An anonymous commenter put a comment on this post last night in order to draw attention to Brian Rosen's article about a concert Bernard Zaslav attended in San Francisco. Rosen is responsible for the term ViolaGate (whatever that means), and I imagine that he posted his second-hand report of the concert in order to get some chuckles from people who enjoy telling viola jokes, and still consider violists buffoons. Bernie is a very close friend of mine, and I feel a need to add my voice to his defense.

The story, in a nutshell, is that a few friends of Bernie's were playing a concert in San Francisco. They got him tickets in the front row, knowing that the extreme vertigo he was experiencing as a result of a fall he had almost two weeks ago made it difficult for him to move around steadily. This was probably his first time out since his fall, and certainly his first concert. He came with a cane, which he stashed under his seat.
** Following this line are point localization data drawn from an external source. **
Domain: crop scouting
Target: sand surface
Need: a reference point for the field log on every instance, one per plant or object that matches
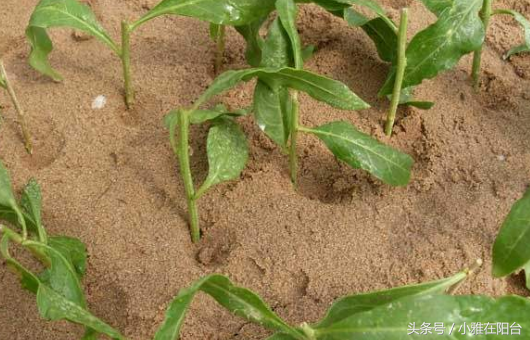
(110, 178)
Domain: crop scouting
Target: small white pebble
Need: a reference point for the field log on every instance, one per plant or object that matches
(99, 102)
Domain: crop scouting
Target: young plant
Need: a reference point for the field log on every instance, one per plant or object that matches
(511, 252)
(276, 111)
(21, 117)
(73, 14)
(58, 286)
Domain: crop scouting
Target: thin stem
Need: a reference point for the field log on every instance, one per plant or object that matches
(475, 267)
(402, 64)
(293, 157)
(126, 63)
(477, 58)
(221, 34)
(20, 113)
(185, 173)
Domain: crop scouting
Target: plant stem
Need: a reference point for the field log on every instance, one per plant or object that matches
(20, 113)
(126, 63)
(477, 58)
(293, 157)
(185, 173)
(220, 49)
(402, 64)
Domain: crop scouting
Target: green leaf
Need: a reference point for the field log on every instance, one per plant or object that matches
(396, 320)
(287, 12)
(273, 112)
(250, 33)
(227, 153)
(439, 47)
(321, 88)
(526, 26)
(511, 251)
(221, 12)
(61, 276)
(53, 306)
(364, 152)
(60, 13)
(438, 6)
(361, 303)
(28, 281)
(240, 301)
(72, 250)
(31, 203)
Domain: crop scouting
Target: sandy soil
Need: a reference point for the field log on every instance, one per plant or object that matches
(109, 177)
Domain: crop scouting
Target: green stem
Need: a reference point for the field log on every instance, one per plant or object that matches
(220, 48)
(293, 157)
(20, 113)
(400, 73)
(477, 58)
(126, 63)
(185, 173)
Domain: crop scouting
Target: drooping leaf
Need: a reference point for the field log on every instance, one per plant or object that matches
(240, 301)
(250, 33)
(458, 314)
(272, 111)
(361, 303)
(72, 250)
(321, 88)
(60, 13)
(31, 203)
(526, 26)
(54, 306)
(227, 153)
(458, 31)
(364, 152)
(28, 281)
(511, 251)
(438, 6)
(287, 12)
(61, 276)
(221, 12)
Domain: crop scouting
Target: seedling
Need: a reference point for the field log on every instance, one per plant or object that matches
(72, 14)
(511, 252)
(486, 14)
(58, 286)
(21, 117)
(276, 110)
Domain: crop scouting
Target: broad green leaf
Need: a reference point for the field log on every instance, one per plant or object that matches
(321, 88)
(72, 250)
(287, 12)
(221, 12)
(227, 153)
(240, 301)
(53, 306)
(356, 304)
(273, 106)
(400, 318)
(526, 26)
(511, 251)
(438, 6)
(254, 41)
(364, 152)
(28, 281)
(439, 47)
(60, 13)
(272, 111)
(31, 203)
(61, 276)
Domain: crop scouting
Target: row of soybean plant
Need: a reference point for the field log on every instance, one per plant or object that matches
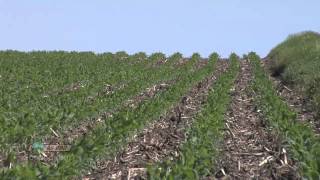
(198, 153)
(298, 137)
(27, 115)
(107, 138)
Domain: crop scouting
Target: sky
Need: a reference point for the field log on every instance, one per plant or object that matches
(167, 26)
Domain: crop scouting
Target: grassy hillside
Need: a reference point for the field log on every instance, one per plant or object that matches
(297, 62)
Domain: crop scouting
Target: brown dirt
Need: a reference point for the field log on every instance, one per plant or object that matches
(295, 100)
(57, 142)
(251, 150)
(160, 140)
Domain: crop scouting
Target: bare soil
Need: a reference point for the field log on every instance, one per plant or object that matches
(297, 102)
(159, 141)
(251, 150)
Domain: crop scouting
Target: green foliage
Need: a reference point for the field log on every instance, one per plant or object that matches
(176, 57)
(157, 56)
(297, 61)
(302, 143)
(198, 153)
(33, 98)
(195, 57)
(107, 138)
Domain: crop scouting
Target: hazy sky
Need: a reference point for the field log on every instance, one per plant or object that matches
(168, 26)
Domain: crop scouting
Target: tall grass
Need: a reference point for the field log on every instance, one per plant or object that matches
(297, 62)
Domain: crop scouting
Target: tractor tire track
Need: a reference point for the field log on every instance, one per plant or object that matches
(159, 141)
(251, 150)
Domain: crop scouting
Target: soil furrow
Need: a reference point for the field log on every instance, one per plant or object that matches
(251, 150)
(58, 143)
(160, 140)
(296, 101)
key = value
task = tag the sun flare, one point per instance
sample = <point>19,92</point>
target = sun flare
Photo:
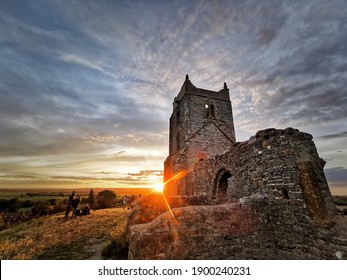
<point>158,187</point>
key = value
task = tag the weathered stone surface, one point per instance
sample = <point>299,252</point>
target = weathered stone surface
<point>265,198</point>
<point>193,232</point>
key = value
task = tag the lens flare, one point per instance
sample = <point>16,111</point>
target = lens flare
<point>158,188</point>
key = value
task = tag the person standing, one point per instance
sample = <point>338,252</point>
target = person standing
<point>125,201</point>
<point>69,204</point>
<point>75,203</point>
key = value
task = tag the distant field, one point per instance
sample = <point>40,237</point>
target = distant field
<point>60,194</point>
<point>56,238</point>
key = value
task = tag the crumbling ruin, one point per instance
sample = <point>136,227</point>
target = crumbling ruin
<point>265,198</point>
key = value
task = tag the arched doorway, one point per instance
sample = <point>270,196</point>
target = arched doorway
<point>221,185</point>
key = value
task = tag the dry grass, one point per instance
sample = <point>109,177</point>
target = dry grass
<point>55,237</point>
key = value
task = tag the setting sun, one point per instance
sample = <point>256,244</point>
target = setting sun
<point>158,187</point>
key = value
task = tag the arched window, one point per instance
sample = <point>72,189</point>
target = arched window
<point>221,185</point>
<point>210,109</point>
<point>178,141</point>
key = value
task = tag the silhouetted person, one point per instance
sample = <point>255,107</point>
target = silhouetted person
<point>69,204</point>
<point>75,203</point>
<point>125,201</point>
<point>85,210</point>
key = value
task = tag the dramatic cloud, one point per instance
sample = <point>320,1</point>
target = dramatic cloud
<point>86,87</point>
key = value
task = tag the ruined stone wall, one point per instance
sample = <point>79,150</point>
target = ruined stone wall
<point>283,164</point>
<point>277,206</point>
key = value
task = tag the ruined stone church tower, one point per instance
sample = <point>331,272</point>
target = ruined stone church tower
<point>263,198</point>
<point>200,117</point>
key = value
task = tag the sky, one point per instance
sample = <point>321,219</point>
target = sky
<point>86,87</point>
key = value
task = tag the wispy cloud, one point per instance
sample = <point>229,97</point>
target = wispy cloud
<point>85,79</point>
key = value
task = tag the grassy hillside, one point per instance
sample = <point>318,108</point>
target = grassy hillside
<point>55,237</point>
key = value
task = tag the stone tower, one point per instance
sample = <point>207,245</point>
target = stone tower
<point>201,127</point>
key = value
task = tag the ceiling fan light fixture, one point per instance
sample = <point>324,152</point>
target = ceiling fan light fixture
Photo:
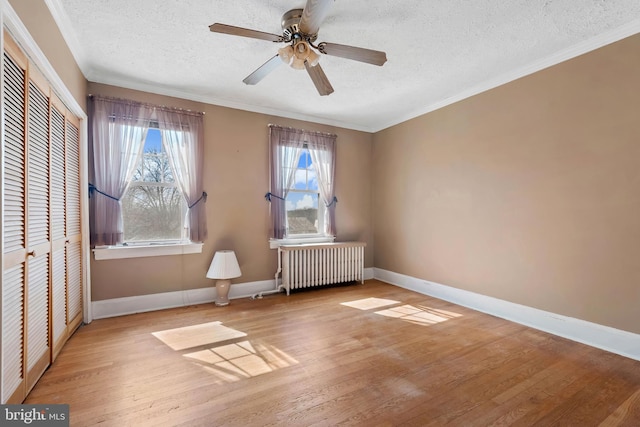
<point>286,54</point>
<point>297,64</point>
<point>301,50</point>
<point>313,58</point>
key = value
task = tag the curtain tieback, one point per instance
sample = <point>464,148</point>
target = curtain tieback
<point>268,197</point>
<point>203,197</point>
<point>93,188</point>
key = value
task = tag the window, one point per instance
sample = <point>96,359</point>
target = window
<point>305,216</point>
<point>153,207</point>
<point>301,186</point>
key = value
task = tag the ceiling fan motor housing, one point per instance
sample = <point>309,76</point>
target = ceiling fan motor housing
<point>290,29</point>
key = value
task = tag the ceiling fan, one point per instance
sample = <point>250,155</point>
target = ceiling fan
<point>300,31</point>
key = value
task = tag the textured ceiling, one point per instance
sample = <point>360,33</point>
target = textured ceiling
<point>439,51</point>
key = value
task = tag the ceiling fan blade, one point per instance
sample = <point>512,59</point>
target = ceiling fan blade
<point>313,14</point>
<point>263,70</point>
<point>369,56</point>
<point>244,32</point>
<point>319,79</point>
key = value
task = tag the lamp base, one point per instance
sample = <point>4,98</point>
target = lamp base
<point>222,292</point>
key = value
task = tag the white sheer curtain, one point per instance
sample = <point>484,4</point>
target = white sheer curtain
<point>183,141</point>
<point>117,132</point>
<point>285,145</point>
<point>322,148</point>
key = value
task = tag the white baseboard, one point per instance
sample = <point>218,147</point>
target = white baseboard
<point>143,303</point>
<point>604,337</point>
<point>368,273</point>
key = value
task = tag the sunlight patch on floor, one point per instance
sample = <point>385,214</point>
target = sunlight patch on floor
<point>369,303</point>
<point>420,315</point>
<point>233,362</point>
<point>197,335</point>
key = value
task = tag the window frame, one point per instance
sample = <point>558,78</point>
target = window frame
<point>149,248</point>
<point>305,238</point>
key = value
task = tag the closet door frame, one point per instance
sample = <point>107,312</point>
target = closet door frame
<point>15,34</point>
<point>12,24</point>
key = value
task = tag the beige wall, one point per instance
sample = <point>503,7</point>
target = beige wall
<point>35,15</point>
<point>236,179</point>
<point>529,192</point>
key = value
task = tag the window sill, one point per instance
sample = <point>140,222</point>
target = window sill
<point>121,252</point>
<point>275,244</point>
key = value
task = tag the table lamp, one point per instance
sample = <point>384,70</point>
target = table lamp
<point>224,267</point>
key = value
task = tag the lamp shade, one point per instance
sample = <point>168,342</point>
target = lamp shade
<point>224,266</point>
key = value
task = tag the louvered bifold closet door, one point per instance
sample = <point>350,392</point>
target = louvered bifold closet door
<point>13,239</point>
<point>38,243</point>
<point>74,229</point>
<point>58,228</point>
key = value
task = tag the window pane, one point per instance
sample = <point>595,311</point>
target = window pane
<point>300,182</point>
<point>305,159</point>
<point>152,212</point>
<point>312,180</point>
<point>153,208</point>
<point>153,143</point>
<point>302,213</point>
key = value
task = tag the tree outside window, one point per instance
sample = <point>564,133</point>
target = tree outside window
<point>153,208</point>
<point>304,214</point>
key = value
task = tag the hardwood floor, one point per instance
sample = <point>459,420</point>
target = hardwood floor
<point>309,359</point>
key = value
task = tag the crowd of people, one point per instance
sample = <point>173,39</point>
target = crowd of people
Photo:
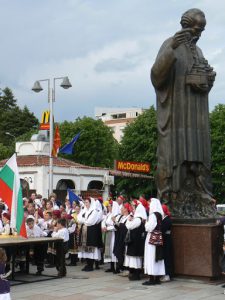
<point>132,237</point>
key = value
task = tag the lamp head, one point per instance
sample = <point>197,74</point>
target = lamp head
<point>37,87</point>
<point>66,83</point>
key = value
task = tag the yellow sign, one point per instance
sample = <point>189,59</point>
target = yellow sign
<point>131,166</point>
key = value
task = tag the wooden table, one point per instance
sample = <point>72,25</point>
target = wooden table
<point>13,242</point>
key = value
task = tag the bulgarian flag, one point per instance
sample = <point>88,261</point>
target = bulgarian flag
<point>11,194</point>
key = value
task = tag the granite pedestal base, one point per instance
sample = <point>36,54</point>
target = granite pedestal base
<point>198,249</point>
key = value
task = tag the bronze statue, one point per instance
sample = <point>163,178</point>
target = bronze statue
<point>182,79</point>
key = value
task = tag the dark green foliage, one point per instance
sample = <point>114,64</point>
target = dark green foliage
<point>96,146</point>
<point>139,144</point>
<point>13,120</point>
<point>217,120</point>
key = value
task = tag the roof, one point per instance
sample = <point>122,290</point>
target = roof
<point>43,160</point>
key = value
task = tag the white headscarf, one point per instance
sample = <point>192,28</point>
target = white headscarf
<point>140,212</point>
<point>115,209</point>
<point>93,204</point>
<point>155,206</point>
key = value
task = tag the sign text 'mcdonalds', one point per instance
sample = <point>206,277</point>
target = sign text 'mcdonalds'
<point>131,166</point>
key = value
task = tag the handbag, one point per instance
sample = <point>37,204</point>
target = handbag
<point>156,238</point>
<point>127,238</point>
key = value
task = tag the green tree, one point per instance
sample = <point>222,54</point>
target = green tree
<point>217,117</point>
<point>139,144</point>
<point>14,120</point>
<point>96,146</point>
<point>5,152</point>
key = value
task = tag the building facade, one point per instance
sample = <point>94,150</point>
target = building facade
<point>33,165</point>
<point>117,118</point>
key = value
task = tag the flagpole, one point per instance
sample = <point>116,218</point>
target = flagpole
<point>51,95</point>
<point>51,98</point>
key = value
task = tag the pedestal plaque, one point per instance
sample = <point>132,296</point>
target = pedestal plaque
<point>198,249</point>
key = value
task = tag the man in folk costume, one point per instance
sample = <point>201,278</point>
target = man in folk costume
<point>74,229</point>
<point>89,241</point>
<point>120,200</point>
<point>120,235</point>
<point>109,228</point>
<point>99,208</point>
<point>167,244</point>
<point>135,243</point>
<point>153,265</point>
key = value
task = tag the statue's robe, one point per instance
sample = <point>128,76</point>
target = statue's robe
<point>182,119</point>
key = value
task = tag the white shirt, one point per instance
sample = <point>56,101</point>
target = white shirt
<point>35,232</point>
<point>62,233</point>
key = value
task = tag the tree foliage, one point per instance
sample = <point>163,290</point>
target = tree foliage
<point>96,146</point>
<point>217,120</point>
<point>139,144</point>
<point>14,122</point>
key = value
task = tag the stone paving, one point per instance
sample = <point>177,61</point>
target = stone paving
<point>80,285</point>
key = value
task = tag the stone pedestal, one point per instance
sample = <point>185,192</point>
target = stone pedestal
<point>197,249</point>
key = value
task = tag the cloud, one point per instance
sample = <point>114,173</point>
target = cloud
<point>105,47</point>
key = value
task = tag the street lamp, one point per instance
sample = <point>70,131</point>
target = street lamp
<point>10,134</point>
<point>51,98</point>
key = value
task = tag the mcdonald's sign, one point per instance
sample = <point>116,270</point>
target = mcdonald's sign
<point>45,120</point>
<point>131,166</point>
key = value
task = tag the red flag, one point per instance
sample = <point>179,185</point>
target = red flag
<point>57,142</point>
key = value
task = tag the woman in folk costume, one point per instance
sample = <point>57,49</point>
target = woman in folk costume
<point>135,241</point>
<point>4,283</point>
<point>153,262</point>
<point>89,241</point>
<point>109,229</point>
<point>167,244</point>
<point>120,235</point>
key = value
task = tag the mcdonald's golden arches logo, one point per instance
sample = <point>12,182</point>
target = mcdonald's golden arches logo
<point>45,120</point>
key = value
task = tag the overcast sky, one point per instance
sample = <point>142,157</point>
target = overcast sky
<point>105,47</point>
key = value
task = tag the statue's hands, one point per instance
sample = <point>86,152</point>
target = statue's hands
<point>181,37</point>
<point>202,88</point>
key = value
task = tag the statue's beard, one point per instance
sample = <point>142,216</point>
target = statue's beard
<point>195,39</point>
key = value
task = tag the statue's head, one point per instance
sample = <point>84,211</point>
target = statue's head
<point>195,19</point>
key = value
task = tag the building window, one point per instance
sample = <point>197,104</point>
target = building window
<point>119,116</point>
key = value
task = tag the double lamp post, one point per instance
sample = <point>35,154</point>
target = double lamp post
<point>51,98</point>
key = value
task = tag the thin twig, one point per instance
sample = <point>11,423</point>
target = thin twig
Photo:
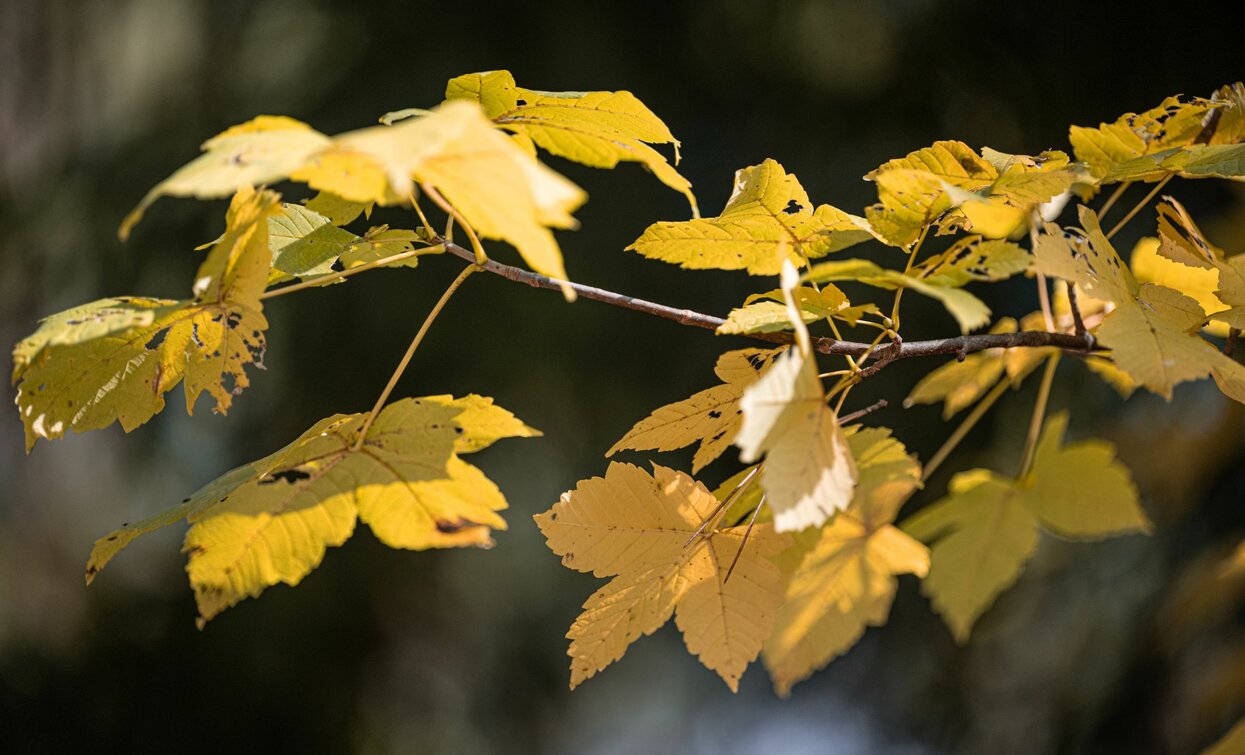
<point>1035,422</point>
<point>1077,320</point>
<point>1111,201</point>
<point>963,430</point>
<point>410,353</point>
<point>481,258</point>
<point>966,344</point>
<point>752,521</point>
<point>743,484</point>
<point>1137,208</point>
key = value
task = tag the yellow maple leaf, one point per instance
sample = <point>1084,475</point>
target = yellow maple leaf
<point>260,151</point>
<point>270,521</point>
<point>501,189</point>
<point>767,221</point>
<point>844,578</point>
<point>710,417</point>
<point>985,530</point>
<point>498,187</point>
<point>767,313</point>
<point>967,310</point>
<point>1170,123</point>
<point>1152,330</point>
<point>115,359</point>
<point>594,128</point>
<point>638,528</point>
<point>808,471</point>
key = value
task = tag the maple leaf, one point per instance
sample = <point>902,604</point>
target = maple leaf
<point>115,359</point>
<point>1170,123</point>
<point>808,471</point>
<point>498,187</point>
<point>639,530</point>
<point>710,417</point>
<point>260,151</point>
<point>270,521</point>
<point>767,312</point>
<point>844,573</point>
<point>501,189</point>
<point>767,221</point>
<point>1152,330</point>
<point>985,530</point>
<point>967,310</point>
<point>594,128</point>
<point>339,211</point>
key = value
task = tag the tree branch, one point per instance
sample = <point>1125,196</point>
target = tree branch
<point>964,344</point>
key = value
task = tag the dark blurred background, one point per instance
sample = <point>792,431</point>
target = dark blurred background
<point>1129,645</point>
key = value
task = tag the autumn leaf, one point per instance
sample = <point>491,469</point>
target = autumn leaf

The first part of the concert was interesting for him (and probably for the rest of the audience as well), and the idea of electronics presented in the advertisement for the concert did not present any high decibel worries. There were no warnings that people seated in the front rows might want to wear earplugs. Bernie probably expected electronics in the manner of Babbitt, a composer he knew very well and respects a great deal.

When the piece for viola and electronics began, the decibel level was extremely high, and Bernie and his wife, who were sitting directly in front of the speakers (who knew?) were directly in the line of fire. (Kenneth Woods describes the difference between acoustic directional sound and electronic directional sound here.)

Bernie wanted to leave, but he was unable to find his cane in the totally darkened room. He was in extreme pain from what was coming out of the speakers. Do you think, with his vertigo, he should have tried to escape caneless and risk fall again? At 85, falling is never a good thing. I suppose people who target their music to a "rock" audience don't consider that their audience might happen to have people who have a completely different experience of "new music" in the house.

The person performing seemed to hear Bernie loud and clear (I guess it's because the speakers were not pointed at him). He had no reason to smash his viola (how much damage was done anyway?). Why, in this case, is an 85-year-old musical icon with mobility issues considered to be the person at fault, while a young "nomadic musician, recording artist, and music technologist" making his debut in San Francisco is gaining sympathy from the twitteringsof the internet audience.